Thursday 13 August 2009

Wednesday 12 August 2009

drink my liquor from an old fruit jar

A local radio station around these parts is giving away tickets to this. I don't even really know what a "Blue Suede Cruise" entails.. I just know I sort of want to be on it, sporting a bouffant.

Saturday 8 August 2009

It was Johnny Hopkins and Sloane Kettering, and they were blazin' that shit up everyday.

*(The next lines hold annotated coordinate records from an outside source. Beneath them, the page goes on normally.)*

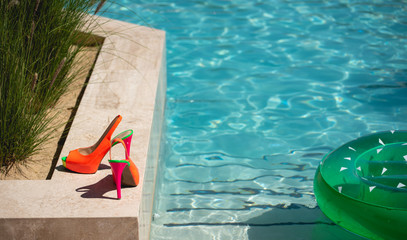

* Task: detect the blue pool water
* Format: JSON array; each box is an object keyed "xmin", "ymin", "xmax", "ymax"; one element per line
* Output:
[{"xmin": 105, "ymin": 0, "xmax": 407, "ymax": 240}]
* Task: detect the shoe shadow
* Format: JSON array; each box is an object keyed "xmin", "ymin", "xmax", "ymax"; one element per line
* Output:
[
  {"xmin": 76, "ymin": 175, "xmax": 117, "ymax": 200},
  {"xmin": 55, "ymin": 163, "xmax": 110, "ymax": 174}
]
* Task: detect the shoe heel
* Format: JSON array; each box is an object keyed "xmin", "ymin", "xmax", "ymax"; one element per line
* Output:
[
  {"xmin": 112, "ymin": 129, "xmax": 133, "ymax": 158},
  {"xmin": 109, "ymin": 160, "xmax": 129, "ymax": 199},
  {"xmin": 123, "ymin": 131, "xmax": 133, "ymax": 159}
]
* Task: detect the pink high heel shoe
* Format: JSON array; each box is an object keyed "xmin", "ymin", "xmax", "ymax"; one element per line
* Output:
[{"xmin": 109, "ymin": 138, "xmax": 140, "ymax": 199}]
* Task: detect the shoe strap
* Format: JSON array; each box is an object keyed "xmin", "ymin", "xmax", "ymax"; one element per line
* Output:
[{"xmin": 109, "ymin": 138, "xmax": 130, "ymax": 160}]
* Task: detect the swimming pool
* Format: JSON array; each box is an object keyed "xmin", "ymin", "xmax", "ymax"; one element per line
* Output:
[{"xmin": 105, "ymin": 0, "xmax": 407, "ymax": 239}]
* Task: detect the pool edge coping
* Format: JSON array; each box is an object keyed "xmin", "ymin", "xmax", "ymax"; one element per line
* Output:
[{"xmin": 0, "ymin": 17, "xmax": 166, "ymax": 239}]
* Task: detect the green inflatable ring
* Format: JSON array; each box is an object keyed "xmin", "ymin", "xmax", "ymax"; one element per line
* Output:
[{"xmin": 314, "ymin": 131, "xmax": 407, "ymax": 240}]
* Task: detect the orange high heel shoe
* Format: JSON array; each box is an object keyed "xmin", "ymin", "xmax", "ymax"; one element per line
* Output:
[
  {"xmin": 109, "ymin": 138, "xmax": 140, "ymax": 199},
  {"xmin": 62, "ymin": 115, "xmax": 126, "ymax": 173}
]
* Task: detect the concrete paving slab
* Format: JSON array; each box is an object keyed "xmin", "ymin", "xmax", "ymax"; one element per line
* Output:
[{"xmin": 0, "ymin": 17, "xmax": 166, "ymax": 239}]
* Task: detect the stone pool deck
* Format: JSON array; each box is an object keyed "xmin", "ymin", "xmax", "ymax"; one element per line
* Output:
[{"xmin": 0, "ymin": 17, "xmax": 166, "ymax": 239}]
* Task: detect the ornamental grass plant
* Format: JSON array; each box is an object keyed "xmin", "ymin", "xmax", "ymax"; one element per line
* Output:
[{"xmin": 0, "ymin": 0, "xmax": 100, "ymax": 174}]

Current interests include: oil pastel sketches of common bathroom items, the whistling sound in the background of "Good Vibrations," rose-salted baths, silk nightgowns, vegetarian mayonnaise, sitting on the pier chomping on Swedish Fish with the surprisingly sharp-witted Joshua, not biting my nails, Ponds face cream, picking wildflowers, anxiously awaiting the return of Mad Men, turning my ex-boyfriend's boxers into art, that topless picture of Putin, and this song:

Friday 7 August 2009

the same dull indifference











"Yalta was barely visible through the morning mist, white clouds stood motionless on the mountaintops. The leaves of the trees did not stir, cicadas called, and the monotonous, dull noise of the sea, coming from below, spoke of the peace, of the eternal sleep that awaits us. So it had sounded below when neither Yalta nor Oreanda were there, so it sounded now and would go on sounding with the same dull indifference when we are no longer here. And in this constancy, in this utter indifference to the life and death of each of us, there perhaps lies hidden the pledge of our eternal salvation, the unceasing movement of life on earth, of unceasing perfection." -Chekhov, "The Lady With the Little Dog"

Saturday 1 August 2009

The time has come, the walrus said

Well, my short-lived, lazy journey has come to its fateful end. From here it's champagne and oyster brunch at the Four Seasons, then rolling myself onto the plane for twenty-four hours of agonizing travel. And hopefully HMB3 will be waiting for me, in New Jersey, with a lumberjack breakfast all laid out, and a fat joint.